The economic downturn gathers pace
03 April 2008
Politics and patience may be the watchwords for investors in the next few months, according to analysis published today by leading investment house, Standard Life Investments.
In the latest edition of Global Outlook, its quarterly investment view, Standard Life Investments considers which official measures are taking effect and what more needs to be done in order to find a resolution to the current financial crisis.
Andrew Milligan, Head of Global Strategy at Standard Life Investments, said:
"In recent weeks, policy makers in most of the major economies have admitted that not only will the US be in recession in 2008 but that global activity will be subdued well into 2009. Consensus expectations are that the US will experience flat or negative growth in the first half of this year, some recovery in the second half as the Congressional $170bn fiscal stimulus package takes effect, but continued weakness next year reflecting the ongoing contraction in credit, both to households and companies. Similarly, more investors are beginning to realise that the outlook for most of the major economies is a prolonged period of sub-trend growth.
"Financial markets have been severely affected as investors try to get to grips with much lower earnings growth, significant bad debt write offs, and even a growing sense of uncertainty about the very future of some companies. As a result, on many valuations measures there are now attractive opportunities across a range of markets: equities such as certain financials or house builders, credit such as some high quality investment grade debt, property such as various real estate investment trusts. The key issue for investors is what expectations are currently in the price.
"There has been a degree of good news during the past quarter. The authorities have begun to react to the growing pressures, often as they realise the impact on jobs. Examples of policy responses include: a swift merger for Bear Stearns, more support for IKB, and the 'temporary' nationalisation of Northern Rock. More important still are the regulatory changes and the new lending facilities available from the Fed and other central banks.
"But this is only a job half done. Few of these measures address the fundamental problems undermining the business model of many firms across the financial, house building, real estate and broking sectors. Importantly, despite Fed rate cuts, the price and availability of credit have generally deteriorated, not improved.
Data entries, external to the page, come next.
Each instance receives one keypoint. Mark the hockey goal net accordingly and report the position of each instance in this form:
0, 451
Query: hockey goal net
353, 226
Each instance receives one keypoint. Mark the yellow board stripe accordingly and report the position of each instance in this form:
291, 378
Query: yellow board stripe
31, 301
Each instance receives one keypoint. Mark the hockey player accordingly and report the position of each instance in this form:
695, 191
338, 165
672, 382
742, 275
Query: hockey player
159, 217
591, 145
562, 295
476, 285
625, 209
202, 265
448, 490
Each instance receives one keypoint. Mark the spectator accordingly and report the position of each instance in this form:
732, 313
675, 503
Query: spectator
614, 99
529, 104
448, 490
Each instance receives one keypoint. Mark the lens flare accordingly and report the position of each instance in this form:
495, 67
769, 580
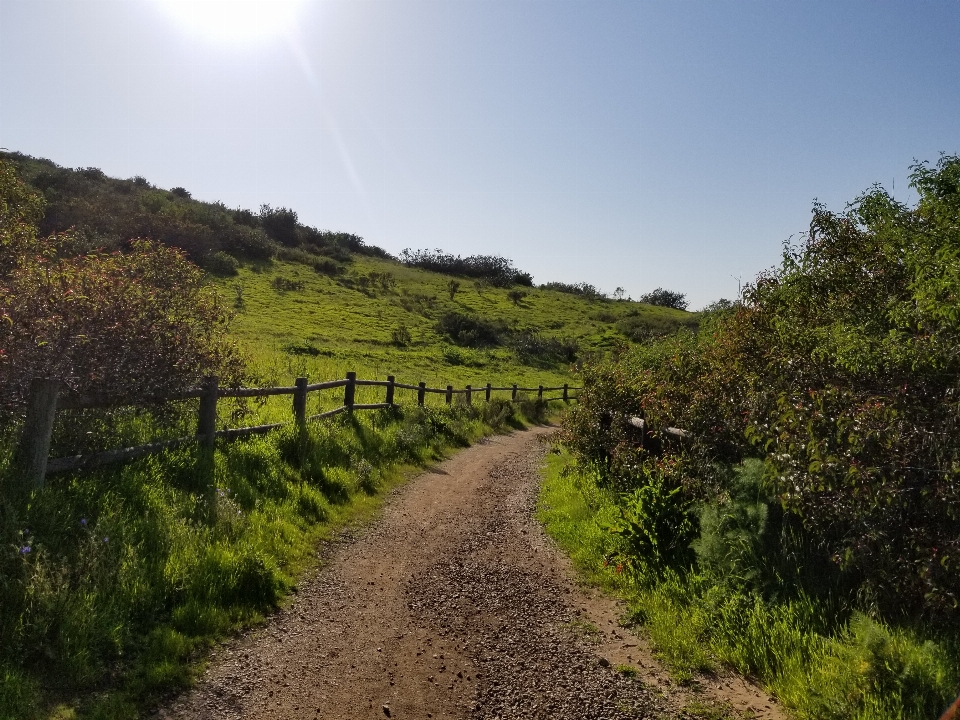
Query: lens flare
234, 21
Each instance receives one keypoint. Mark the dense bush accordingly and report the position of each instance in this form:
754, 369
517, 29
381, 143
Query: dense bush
641, 326
534, 349
471, 331
124, 325
106, 213
665, 298
839, 370
583, 289
498, 271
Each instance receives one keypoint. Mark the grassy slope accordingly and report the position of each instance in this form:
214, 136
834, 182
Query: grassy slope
867, 671
351, 327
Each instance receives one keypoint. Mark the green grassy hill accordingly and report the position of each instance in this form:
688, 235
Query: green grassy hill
116, 580
294, 321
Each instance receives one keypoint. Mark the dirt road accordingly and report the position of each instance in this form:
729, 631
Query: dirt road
453, 605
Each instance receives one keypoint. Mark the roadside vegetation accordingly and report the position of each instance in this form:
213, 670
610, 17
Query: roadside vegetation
804, 530
114, 582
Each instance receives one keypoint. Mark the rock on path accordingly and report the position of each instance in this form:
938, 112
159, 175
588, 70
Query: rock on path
453, 605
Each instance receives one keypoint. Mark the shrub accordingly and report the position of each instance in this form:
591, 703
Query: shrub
497, 413
220, 263
516, 296
470, 331
123, 325
839, 368
498, 271
665, 298
532, 348
286, 285
327, 266
582, 289
400, 335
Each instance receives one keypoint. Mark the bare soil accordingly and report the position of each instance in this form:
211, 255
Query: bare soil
453, 604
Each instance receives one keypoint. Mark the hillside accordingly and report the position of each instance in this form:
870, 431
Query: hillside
318, 302
296, 321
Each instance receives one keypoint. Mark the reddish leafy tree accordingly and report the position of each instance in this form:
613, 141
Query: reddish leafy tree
126, 325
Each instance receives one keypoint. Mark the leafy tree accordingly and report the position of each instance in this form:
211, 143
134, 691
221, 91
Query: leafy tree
840, 370
498, 271
516, 296
665, 298
452, 288
125, 325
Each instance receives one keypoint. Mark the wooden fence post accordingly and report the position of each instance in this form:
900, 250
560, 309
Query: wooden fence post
350, 391
300, 402
34, 449
207, 420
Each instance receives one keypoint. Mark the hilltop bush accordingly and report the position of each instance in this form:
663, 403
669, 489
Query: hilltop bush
582, 289
471, 331
498, 271
665, 298
107, 213
839, 370
124, 325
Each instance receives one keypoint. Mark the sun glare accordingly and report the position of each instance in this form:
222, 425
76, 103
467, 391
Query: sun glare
233, 20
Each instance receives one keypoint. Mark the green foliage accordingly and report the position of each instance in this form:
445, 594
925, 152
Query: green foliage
401, 335
222, 264
583, 289
839, 369
286, 284
535, 349
133, 570
452, 287
665, 298
498, 271
655, 526
516, 296
470, 331
106, 213
498, 412
123, 325
816, 664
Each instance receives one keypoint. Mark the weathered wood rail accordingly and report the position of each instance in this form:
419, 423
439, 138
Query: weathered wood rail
33, 453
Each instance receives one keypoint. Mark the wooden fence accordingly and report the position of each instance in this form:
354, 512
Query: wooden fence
33, 453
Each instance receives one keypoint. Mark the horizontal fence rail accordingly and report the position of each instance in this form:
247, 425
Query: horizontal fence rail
33, 451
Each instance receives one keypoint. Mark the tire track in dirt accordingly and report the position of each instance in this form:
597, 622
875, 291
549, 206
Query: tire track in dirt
454, 604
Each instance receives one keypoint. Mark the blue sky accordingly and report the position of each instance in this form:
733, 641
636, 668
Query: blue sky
633, 144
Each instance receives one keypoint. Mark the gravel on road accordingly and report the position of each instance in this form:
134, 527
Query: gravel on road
453, 604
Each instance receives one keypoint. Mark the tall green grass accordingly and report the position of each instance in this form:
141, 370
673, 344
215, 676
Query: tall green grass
112, 583
818, 666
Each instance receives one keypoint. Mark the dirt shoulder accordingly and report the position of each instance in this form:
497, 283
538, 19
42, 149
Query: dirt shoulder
454, 604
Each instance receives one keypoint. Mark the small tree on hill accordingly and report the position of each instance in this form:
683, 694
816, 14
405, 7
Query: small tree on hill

"These are global problems but it is not easy to see many global solutions. Most noticeably, other OECD central banks remain much more concerned about deteriorating inflation expectations than does the US Fed. A related issue which investors should focus on is the inflationary pressures being seen in the emerging market economies. The same food and energy problems causing concern in the UK or the US feed through even more severely in the family expenditure baskets of say India or China, where headline inflation is running about 6-7% a year. We continue to warn that corporate sector margins are under pressure, while investors remain over-optimistic about future earnings growth. Expectations for global earnings growth over the coming 12 months remain about 11%, which we consider to be too high against our forecasts of below trend activity. Downside risks to such forecasts are likely to worry investors for some months to come.
"Politics and patience may be the watchwords for the next few months. As the pain has built up across the financial sector and the real economy, politicians have started to respond. The dangers are particularly clear to the US Congress in an election year! Nevertheless, there are by no means any easy political solutions. Proposals such as the Frank-Dodd plan to assist the US mortgage market face detailed problems stemming from an opaque, complicated financial system, as well as major question marks about moral hazard and future costs to the taxpayer. Investors also need to keep a watchful eye on 'self help' measures across individual firms and sectors, for example cost cutting, capital raising, or divesting operations. Once assets become cheap enough, the key Focus on Change question becomes why will the market change its mind."